I think everyone should spend enough time thinking about this to see why there is nothing wrong with this picture. This is what uncertainity looks like, and it had to be this way.
Yes, but ideally our prediction methods would allow us to predict events more accurately than flipping a coin does.
That’s not how rolling a die works. Each roll is completely independent. The expected value of rolling a 20 sided die is 10.5 but there’s no logical way to assign an expected outcome of any given roll. You can calculate how many times you’d have to roll before you’re more likely than not to have rolled a specific value (1-P(specific value))^n < 0.5 so log(0.5)/log(1-P(specific_value)) < n. In this case P(specific_value) is 1⁄20 = 0.05. So n > log(0.5)/log(0.95) = 13.513. So you’re more likely than not to have rolled a “1” after 14 rolls, but that still doesn’t tell you what to expect your Nth roll to be.
I don’t see how your dice rolling example supports a pacifist outlook. We’re not rolling dice here. This is a subject we can study and gain more information about to understand the different outcomes better. You can’t do that with a dice. The outcomes of rolling a dice are not so dire. Probability is quite useful for making decisions in the face of uncertainty if you understand it better.
You are sayin the same thing as the comment you are replying to.
How? The person I’m responding to gets the math of probability wrong and uses it to make a confusing claim that “there’s nothing wrong” as though we have no more agency over the development of AI than we do over the chaotic motion of a dice.
It’s foolish to liken the development of AI to a roll of the dice. Given the stakes, we must try to study, prepare for, and guide the development of AI as best we can.
This isn’t hypothetical.
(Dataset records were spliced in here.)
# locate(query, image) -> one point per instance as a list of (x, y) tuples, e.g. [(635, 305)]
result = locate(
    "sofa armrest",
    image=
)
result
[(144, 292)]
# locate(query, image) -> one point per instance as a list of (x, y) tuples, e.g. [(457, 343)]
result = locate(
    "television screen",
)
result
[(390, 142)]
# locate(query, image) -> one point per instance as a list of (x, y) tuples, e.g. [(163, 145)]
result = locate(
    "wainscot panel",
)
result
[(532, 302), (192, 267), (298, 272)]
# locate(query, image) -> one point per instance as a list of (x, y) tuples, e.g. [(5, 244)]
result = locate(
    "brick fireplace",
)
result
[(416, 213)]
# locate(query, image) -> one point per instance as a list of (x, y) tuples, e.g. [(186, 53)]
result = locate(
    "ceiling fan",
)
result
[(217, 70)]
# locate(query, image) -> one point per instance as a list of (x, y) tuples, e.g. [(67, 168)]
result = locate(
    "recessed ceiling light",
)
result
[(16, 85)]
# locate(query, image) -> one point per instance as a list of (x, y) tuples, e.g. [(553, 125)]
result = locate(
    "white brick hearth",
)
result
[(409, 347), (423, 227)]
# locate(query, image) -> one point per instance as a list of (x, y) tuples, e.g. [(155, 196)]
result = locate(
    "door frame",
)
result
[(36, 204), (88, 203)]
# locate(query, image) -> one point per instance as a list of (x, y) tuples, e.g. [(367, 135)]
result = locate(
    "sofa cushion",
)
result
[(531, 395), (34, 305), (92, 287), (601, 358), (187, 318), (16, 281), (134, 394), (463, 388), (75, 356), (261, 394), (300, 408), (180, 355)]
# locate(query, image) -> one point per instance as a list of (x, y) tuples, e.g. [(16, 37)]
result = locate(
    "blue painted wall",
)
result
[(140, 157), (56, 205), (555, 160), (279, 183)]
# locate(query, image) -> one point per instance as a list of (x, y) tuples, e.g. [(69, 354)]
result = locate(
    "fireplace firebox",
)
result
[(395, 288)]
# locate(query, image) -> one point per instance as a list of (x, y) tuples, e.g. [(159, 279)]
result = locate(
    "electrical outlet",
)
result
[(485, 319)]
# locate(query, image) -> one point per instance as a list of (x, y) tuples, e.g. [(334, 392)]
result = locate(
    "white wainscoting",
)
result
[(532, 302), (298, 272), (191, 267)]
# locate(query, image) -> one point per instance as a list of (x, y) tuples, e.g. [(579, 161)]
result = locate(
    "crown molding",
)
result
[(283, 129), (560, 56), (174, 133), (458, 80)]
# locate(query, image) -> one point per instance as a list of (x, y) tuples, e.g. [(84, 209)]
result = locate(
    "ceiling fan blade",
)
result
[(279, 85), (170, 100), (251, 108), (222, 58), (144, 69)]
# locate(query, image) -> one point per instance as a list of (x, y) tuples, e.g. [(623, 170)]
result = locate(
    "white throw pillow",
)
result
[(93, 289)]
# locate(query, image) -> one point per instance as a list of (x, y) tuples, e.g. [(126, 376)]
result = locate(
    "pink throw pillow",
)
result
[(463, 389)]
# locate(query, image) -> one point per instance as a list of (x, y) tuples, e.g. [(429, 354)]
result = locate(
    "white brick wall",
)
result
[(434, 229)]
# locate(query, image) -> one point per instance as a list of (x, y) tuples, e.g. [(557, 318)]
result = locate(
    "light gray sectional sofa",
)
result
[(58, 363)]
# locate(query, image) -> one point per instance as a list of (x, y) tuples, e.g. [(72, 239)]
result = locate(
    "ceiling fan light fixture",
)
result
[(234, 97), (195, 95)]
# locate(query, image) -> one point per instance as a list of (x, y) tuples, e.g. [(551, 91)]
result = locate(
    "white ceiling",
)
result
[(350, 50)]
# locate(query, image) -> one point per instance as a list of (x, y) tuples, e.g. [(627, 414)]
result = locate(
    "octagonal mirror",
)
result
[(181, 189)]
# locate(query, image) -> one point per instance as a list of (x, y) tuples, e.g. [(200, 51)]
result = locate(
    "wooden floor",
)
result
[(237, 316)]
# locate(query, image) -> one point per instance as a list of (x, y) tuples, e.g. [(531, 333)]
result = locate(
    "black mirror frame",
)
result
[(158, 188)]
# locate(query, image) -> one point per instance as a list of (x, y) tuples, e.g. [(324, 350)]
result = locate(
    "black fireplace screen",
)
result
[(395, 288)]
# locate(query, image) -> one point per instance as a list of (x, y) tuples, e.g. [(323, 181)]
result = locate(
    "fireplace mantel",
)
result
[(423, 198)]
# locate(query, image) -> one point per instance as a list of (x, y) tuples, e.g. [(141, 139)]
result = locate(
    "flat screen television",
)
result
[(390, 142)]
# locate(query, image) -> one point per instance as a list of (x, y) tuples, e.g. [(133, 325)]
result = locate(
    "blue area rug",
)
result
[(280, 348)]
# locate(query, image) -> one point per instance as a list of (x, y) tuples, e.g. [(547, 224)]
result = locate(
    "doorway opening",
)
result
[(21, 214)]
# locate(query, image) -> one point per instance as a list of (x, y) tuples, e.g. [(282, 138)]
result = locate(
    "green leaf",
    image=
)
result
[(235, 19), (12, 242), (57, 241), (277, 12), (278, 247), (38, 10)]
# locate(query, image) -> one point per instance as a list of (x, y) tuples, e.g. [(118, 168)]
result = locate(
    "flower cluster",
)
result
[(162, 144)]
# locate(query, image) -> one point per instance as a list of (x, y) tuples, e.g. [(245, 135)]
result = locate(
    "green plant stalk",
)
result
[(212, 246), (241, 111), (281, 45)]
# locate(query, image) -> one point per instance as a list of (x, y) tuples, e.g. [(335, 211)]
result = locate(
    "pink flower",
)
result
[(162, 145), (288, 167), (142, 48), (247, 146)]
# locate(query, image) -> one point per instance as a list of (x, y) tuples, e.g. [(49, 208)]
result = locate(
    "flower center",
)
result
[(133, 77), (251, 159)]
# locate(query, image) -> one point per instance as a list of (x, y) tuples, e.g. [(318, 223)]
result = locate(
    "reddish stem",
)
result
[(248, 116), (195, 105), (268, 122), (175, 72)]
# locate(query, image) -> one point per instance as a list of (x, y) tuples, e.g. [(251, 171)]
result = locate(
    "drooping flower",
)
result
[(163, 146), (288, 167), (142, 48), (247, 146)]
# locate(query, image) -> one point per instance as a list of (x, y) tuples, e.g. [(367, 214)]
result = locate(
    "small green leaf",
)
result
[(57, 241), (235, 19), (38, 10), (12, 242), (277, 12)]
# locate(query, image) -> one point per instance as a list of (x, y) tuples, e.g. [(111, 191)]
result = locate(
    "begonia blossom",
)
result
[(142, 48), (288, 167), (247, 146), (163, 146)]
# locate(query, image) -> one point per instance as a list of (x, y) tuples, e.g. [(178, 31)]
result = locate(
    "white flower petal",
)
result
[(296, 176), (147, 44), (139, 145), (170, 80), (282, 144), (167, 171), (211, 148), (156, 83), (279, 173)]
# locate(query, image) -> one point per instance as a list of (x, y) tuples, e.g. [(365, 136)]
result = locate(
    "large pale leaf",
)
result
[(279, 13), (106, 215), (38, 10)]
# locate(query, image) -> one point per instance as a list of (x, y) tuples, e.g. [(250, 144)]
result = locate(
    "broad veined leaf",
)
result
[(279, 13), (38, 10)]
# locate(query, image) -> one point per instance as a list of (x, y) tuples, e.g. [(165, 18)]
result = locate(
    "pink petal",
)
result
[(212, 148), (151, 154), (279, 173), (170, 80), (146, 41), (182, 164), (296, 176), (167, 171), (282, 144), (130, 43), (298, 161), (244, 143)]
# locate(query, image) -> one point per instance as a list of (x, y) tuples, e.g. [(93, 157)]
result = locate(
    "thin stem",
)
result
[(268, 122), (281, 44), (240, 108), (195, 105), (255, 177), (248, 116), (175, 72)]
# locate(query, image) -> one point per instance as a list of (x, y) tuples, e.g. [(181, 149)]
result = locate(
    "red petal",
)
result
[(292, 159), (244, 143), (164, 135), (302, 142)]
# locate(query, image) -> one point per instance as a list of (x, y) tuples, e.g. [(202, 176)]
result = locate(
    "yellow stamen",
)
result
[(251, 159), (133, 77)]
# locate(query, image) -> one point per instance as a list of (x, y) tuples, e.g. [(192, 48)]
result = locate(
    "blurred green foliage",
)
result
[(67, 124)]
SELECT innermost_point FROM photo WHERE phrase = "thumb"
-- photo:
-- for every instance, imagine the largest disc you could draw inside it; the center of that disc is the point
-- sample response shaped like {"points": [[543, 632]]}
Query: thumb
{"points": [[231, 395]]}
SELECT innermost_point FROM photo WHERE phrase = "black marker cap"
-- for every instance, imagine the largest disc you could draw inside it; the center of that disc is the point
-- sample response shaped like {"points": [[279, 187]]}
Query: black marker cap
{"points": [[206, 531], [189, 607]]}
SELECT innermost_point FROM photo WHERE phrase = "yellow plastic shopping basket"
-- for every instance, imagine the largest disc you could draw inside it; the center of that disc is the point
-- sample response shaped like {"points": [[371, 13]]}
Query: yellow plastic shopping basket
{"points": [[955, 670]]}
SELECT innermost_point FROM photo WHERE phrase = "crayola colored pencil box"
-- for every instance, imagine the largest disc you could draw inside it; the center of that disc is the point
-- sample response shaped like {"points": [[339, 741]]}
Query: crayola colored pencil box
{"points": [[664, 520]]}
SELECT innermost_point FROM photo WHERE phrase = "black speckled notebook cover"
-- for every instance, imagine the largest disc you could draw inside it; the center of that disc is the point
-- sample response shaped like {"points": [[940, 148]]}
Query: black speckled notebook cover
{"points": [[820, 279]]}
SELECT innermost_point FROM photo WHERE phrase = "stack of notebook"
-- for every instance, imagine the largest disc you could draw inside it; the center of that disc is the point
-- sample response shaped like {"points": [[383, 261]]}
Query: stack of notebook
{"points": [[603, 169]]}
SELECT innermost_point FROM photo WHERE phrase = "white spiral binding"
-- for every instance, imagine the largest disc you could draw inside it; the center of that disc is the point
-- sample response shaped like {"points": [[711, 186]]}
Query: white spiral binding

We’ve already built a machine that’s more intelligent than any man alive and which brutally optimizes toward a goal that’s incompatible with the good of man kind. We call it, “Global Capitalism”. There isn’t a man alive who knows how to stock the shelves of stores all over the world with #2 pencils that cost only 2 cents each, yet it happens every day because *the system* knows how. The problem is: that system operates with a sociopathic disregard for life (human or otherwise) and has exceeded all limits of sustainability without so much as slowing down. It’s a short-sighted, cruel leviathan and there’s no human at the reigns.
At this point, it’s not about waiting for the dice to settle, it’s about figuring out how to wrangle such a beast and prevent the creation of more.
I think you’re misinterpreting the original comment. Scott was talking about there being “nothing wrong” with this conception of epistemic uncertainty before the 1 arrives, where each new roll doesn’t tell you anything about when the 1 will come. He isn’t advocating pacifism about AI risk, though. Ironically enough, in his capacity as lead of the Agent Foundations team at MIRI, Scott is arguably one of the least AI-risk-passive people on the planet.
No, they are correctly describing a Poisson distribution, which is correct for this situation and compatible with what you say too. AFAICT they’re not saying anything about AI or morality.